Although much useful information and knowledge has been obtained on transport processes in fuel layers, the model has proved to be less than perfect, and the recommendation is not to continue along this path. New visual data on the motion of straw on vibrating grates indicate that a diffusion governed motion does not very well represent the transport. Furthermore, it is very difficult to obtain the diffusion coefficient in other places than the surface layer of the grate, and it is not likely that this is representative for the motion within the layer. Finally, as the model complexity grows, model turnover time increases to a level where it is comparable to that of the full furnace model.

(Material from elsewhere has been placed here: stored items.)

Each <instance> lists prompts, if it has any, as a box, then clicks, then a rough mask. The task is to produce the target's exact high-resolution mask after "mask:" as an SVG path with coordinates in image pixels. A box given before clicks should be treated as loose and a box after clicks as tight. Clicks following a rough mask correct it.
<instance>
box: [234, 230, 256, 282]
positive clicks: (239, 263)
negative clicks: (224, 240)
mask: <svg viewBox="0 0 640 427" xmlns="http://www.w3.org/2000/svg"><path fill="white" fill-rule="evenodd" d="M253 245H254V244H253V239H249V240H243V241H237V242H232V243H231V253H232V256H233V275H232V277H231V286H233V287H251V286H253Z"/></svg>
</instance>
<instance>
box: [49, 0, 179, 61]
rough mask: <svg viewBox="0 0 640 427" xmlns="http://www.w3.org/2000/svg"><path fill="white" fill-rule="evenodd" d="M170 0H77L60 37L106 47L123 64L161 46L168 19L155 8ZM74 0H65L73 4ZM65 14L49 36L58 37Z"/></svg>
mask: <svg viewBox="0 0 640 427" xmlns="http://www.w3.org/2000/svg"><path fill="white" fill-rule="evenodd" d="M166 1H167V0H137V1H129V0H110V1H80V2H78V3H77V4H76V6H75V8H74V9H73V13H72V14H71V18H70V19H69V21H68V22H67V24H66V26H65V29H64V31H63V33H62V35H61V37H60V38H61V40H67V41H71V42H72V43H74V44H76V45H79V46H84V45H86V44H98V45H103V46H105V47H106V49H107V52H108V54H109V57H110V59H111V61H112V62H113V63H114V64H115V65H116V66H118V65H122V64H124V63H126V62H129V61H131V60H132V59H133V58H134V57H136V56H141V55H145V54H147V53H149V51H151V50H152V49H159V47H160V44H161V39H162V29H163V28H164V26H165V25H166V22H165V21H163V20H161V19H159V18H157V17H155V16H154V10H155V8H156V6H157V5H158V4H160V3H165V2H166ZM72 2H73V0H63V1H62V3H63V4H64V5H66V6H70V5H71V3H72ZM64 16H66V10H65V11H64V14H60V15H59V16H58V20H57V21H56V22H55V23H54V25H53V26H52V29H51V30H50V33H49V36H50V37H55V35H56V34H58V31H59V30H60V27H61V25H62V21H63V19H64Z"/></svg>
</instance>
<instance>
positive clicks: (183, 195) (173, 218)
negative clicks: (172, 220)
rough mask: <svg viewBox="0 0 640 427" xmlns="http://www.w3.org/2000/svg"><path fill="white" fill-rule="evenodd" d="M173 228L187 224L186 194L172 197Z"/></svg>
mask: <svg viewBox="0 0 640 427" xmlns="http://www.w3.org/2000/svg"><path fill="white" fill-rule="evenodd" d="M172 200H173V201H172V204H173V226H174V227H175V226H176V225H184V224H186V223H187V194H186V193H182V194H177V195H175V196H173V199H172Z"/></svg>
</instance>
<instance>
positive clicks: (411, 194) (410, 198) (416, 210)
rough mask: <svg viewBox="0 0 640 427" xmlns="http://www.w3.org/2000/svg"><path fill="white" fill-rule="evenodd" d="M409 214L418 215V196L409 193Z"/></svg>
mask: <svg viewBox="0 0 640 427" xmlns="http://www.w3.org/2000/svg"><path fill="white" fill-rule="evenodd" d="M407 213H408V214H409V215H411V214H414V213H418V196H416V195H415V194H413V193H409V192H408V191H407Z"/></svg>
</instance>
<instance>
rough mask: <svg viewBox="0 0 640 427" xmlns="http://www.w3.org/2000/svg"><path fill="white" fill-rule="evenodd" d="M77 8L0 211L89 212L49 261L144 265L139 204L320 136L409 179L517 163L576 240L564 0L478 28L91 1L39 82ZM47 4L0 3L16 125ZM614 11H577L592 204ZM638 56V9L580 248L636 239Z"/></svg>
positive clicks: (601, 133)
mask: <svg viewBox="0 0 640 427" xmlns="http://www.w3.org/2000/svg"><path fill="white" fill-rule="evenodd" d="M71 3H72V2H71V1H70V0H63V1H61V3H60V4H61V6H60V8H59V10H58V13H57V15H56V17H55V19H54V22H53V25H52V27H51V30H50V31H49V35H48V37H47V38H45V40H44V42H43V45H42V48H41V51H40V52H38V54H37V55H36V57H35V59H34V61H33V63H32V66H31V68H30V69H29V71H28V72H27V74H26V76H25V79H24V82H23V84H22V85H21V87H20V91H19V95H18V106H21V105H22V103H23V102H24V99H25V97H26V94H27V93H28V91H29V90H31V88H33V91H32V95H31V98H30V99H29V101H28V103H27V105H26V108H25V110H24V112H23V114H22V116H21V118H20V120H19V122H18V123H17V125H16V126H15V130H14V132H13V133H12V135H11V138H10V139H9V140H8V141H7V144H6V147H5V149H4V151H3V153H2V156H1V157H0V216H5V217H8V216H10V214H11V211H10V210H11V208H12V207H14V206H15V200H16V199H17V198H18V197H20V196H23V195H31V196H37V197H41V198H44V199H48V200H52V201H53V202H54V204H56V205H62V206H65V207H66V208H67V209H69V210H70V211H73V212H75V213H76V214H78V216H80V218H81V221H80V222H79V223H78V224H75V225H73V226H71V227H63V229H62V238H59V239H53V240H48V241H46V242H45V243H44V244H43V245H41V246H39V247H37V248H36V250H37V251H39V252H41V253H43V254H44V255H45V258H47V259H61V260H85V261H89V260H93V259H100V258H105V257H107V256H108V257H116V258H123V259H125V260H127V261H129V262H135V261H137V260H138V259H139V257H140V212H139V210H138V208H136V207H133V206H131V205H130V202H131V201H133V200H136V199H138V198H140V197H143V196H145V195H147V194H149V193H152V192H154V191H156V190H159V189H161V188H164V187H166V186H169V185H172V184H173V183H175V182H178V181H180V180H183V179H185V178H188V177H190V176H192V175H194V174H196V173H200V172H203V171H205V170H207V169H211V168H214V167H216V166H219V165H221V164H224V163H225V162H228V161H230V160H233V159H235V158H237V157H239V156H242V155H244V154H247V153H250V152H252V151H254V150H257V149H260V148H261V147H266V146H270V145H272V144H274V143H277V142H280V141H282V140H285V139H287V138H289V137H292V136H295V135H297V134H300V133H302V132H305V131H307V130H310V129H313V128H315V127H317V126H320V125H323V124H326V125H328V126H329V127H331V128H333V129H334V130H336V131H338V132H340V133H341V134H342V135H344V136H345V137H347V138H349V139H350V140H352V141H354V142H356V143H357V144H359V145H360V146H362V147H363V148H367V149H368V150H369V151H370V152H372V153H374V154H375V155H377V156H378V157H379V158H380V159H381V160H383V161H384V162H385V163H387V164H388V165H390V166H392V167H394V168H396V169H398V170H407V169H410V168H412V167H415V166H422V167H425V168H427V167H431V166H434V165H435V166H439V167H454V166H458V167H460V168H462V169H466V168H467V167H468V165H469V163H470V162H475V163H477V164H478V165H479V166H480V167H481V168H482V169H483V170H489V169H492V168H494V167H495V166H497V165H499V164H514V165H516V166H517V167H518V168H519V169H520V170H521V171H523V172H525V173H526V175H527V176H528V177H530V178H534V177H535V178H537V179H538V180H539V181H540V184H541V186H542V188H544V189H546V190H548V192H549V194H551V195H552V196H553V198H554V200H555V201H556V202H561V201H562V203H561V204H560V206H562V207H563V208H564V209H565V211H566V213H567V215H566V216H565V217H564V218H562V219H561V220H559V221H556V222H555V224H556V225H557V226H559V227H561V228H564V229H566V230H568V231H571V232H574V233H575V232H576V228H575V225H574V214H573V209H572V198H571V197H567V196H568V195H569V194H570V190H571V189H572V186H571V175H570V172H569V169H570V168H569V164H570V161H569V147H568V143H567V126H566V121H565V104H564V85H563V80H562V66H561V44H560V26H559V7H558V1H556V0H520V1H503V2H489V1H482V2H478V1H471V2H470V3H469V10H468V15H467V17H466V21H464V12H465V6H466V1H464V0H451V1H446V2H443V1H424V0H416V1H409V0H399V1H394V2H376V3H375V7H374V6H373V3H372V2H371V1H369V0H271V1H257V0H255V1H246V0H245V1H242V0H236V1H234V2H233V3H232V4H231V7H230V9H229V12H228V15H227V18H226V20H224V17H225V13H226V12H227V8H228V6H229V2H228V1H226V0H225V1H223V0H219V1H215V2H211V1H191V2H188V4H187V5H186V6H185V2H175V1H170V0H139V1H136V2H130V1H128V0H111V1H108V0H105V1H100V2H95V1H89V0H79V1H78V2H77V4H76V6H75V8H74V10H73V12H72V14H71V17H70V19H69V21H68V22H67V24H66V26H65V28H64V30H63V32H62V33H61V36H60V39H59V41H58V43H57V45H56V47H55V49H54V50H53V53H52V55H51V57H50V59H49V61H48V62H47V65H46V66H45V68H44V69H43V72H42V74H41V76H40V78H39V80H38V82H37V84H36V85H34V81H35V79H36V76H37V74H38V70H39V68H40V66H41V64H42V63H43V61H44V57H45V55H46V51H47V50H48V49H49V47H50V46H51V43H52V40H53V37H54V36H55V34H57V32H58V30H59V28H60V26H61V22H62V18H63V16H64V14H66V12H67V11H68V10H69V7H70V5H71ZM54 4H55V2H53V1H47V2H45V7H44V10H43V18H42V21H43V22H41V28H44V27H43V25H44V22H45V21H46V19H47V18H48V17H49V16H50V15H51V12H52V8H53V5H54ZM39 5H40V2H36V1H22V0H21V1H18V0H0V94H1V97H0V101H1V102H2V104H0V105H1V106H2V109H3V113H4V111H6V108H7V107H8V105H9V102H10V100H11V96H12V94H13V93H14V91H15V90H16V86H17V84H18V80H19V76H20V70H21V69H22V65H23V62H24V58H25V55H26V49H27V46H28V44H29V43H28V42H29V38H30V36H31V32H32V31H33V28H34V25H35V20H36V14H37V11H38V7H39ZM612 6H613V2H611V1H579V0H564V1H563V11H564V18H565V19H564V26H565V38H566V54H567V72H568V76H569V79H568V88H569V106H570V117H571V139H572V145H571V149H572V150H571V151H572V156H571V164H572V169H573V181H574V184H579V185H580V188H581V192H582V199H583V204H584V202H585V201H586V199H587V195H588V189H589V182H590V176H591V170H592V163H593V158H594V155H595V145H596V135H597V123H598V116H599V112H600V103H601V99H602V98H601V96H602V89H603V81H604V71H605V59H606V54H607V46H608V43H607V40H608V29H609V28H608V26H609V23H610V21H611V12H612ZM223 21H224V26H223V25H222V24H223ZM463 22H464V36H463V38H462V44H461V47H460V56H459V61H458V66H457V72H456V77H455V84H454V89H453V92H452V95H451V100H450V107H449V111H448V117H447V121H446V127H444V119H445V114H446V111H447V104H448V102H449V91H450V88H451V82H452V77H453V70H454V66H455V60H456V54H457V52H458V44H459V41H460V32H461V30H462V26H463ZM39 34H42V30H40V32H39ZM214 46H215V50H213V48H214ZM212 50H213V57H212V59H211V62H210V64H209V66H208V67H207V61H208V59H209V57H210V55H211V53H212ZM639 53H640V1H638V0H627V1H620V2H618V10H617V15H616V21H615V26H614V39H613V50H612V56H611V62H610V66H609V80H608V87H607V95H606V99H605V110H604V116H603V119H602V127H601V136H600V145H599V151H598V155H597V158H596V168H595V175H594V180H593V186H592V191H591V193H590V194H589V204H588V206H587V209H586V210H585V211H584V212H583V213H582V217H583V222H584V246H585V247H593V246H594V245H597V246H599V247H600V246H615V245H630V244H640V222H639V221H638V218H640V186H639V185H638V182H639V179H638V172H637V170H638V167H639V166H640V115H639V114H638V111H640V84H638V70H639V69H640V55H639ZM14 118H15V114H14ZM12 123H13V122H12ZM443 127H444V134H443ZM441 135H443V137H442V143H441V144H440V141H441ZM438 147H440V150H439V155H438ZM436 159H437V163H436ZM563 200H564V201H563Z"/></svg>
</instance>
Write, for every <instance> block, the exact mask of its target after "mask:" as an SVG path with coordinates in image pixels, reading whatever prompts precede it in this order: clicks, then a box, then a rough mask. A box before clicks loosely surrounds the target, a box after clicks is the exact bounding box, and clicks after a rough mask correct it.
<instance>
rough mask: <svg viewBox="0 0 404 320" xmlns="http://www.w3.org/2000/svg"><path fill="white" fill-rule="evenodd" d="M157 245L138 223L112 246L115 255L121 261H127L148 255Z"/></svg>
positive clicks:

In order to proceed and address the goals of the first paragraph, it is recommended to return to either a walking column approach or even some other, relatively simple method of prediction, and combine this with a form of randomness, to mimic the chaotic motion evident from full scale operation of grate fired plants. It is believed that such an approach will be a significant improvement to the current knowledge, without the drawbacks of the modelling approach attempted in this work.

The second part of the project has been very successful. A fully operational, 500kWth multifuel facility has been designed, constructed and tested, and is now ready for future activities. The unit is big enough to represent real, full scale conditions, and yet small enough to be operational in terms of parameter studies of different nature. Apart from full SRO data, measurements (gas sampling, velocity, temperature, particle sampling) can be taken through a heated, water-cooled probe in the freeboard area along the length of the grate, and at several stations along the flue gas path up to the economizer. Data processing systems include FTIR, LDA and mass spectroscopy. This final report will be supplemented by a PhD report expected in the late summer of 2007, covering the modelling and experimental parts of the work.